[Date Prev][Date Next][Thread Prev][Thread Next][Date Index][Thread Index]
Re: inconsistency with counting characters vs bytes for multi-byte chara
From: |
Ed Morton |
Subject: |
Re: inconsistency with counting characters vs bytes for multi-byte characters |
Date: |
Fri, 1 Sep 2023 02:51:02 -0500 |
You’re welcome and thanks for the quick turnaround on a fix.
Ed Morton
> On Aug 31, 2023, at 11:30 PM, arnold@skeeve.com wrote:
>
> Hi Ed.
>
> This was a really interesting corner case. Good catch.
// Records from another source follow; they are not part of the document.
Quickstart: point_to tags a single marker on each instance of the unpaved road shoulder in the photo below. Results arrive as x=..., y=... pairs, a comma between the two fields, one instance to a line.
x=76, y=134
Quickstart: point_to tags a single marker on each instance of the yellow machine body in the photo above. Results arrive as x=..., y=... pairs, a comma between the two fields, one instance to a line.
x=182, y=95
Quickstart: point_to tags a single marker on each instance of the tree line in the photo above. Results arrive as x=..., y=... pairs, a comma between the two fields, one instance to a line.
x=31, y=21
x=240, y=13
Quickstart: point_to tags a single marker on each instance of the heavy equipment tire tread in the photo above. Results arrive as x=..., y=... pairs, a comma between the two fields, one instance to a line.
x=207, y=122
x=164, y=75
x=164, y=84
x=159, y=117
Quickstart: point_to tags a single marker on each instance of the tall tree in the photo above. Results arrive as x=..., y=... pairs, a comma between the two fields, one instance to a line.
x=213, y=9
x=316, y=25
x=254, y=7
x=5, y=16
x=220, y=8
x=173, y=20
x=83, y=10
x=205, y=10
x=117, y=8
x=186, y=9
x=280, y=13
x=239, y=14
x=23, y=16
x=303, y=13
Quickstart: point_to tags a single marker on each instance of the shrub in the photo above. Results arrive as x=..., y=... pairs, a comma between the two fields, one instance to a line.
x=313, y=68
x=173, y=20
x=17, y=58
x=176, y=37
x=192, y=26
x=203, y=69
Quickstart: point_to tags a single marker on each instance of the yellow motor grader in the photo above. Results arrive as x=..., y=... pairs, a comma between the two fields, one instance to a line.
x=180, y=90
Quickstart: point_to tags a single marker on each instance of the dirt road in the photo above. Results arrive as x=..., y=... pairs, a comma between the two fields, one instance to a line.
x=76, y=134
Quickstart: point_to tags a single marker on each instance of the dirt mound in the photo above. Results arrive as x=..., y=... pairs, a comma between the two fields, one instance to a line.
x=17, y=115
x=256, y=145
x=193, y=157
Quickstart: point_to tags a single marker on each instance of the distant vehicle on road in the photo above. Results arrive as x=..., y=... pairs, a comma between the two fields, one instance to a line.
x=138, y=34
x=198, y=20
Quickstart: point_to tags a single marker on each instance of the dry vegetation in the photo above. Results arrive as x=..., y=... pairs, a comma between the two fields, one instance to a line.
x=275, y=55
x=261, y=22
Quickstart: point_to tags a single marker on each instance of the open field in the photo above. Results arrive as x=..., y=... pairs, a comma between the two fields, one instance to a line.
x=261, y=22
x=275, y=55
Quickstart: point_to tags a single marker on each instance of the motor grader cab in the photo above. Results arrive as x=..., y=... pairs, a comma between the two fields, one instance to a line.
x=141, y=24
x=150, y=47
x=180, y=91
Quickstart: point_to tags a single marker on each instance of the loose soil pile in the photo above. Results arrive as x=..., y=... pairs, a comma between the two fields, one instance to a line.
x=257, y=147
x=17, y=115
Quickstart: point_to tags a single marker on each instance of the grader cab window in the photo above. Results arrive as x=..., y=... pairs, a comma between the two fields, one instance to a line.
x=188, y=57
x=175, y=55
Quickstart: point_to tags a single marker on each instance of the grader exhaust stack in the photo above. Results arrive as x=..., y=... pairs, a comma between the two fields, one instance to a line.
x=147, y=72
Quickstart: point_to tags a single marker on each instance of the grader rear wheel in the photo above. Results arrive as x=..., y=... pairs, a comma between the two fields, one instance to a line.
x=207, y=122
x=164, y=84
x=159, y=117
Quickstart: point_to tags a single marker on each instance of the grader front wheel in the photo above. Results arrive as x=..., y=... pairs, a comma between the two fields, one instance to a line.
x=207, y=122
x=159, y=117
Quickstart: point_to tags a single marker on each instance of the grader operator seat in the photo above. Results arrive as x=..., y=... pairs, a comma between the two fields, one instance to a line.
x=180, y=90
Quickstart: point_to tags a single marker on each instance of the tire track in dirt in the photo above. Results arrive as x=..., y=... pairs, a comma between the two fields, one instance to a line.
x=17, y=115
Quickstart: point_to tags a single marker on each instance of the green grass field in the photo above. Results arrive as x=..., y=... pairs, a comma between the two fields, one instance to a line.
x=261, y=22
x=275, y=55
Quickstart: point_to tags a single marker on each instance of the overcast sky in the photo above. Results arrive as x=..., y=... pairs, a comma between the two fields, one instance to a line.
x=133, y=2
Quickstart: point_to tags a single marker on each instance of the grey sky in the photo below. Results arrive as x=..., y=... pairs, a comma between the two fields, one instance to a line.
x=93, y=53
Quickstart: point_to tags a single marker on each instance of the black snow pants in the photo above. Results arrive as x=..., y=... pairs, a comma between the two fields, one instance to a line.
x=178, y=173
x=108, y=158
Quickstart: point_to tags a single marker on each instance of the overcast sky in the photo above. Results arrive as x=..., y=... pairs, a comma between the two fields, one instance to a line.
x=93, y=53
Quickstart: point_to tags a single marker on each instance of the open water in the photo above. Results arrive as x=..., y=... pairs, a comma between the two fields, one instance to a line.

The fix
> is attached and will be in git eventually.
>
> Thanks for the report!
>
> Arnold
>
> Ed Morton <mortoneccc@comcast.net> wrote:
>
>> Configuration Information [Automatically generated, do not change]:
>> Machine: x86_64
>> OS: cygwin
>> Compiler: gcc
>> Compilation CFLAGS: -ggdb -O2 -pipe -Wall -Werror=format-security
>> -Wp,-D_FORTIFY_SOURCE=2 -fstack-protector-strong
>> --param=ssp-buffer-size=4
>> -fdebug-prefix-map=/cygdrive/d/a/scallywag/gawk/gawk-5.2.2-1.x86_64/build=/usr/src/debug/gawk-5.2.2-1
>>
>> -fdebug-prefix-map=/cygdrive/d/a/scallywag/gawk/gawk-5.2.2-1.x86_64/src/gawk-5.2.2=/usr/src/debug/gawk-5.2.2-1
>>
>> -DNDEBUG
>> uname output: CYGWIN_NT-10.0-22621 TournaMart_2023 3.4.8-1.x86_64
>> 2023-08-17 17:02 UTC x86_64 Cygwin
>> Machine Type: x86_64-pc-cygwin
>>
>> Gawk Version: 5.2.2
>>
>> Attestation 1:
>> I have read
>> https://www.gnu.org/software/gawk/manual/html_node/Bugs.html.
>> Yes
>>
>> Attestation 2:
>> I have not modified the sources before building gawk.
>> True
>>
>> Description:
>> Different string handling functions produce different results
>> for multi-byte characters.
>>
>> Repeat-By:
>> Without "-b":
>>
>> $ awk 'BEGIN{str="\342\200\257"; print length(str);
>> match(str,/.+/); print RLENGTH; match(str,/$/); print RSTART }'
>> 1
>> 1
>> 4
>>
>> Note that length() thinks that string is 1 character, the first
>> call to match() agrees, but then the 2nd call to match() thinks it's 3
>> characters (since RSTART tells us the "end of string" is at position 4).
>>
>> Now with "-b" ("Cause gawk to treat all input data as
>> single-byte characters" per
>> https://www.gnu.org/software/gawk/manual/gawk.html#Options):
>>
>> $ awk -b 'BEGIN{str="\342\200\257"; print length(str);
>> match(str,/.+/); print RLENGTH; match(str,/$/); print RSTART }'
>> 3
>> 3
>> 4
>>
>> Note that length() now thinks that string is 3 characters, the
>> first call to match() agrees again, and then the 2nd call to match() now
>> also agrees.
>>
>> Per the manual "in gawk, length(), substr(), split(), match()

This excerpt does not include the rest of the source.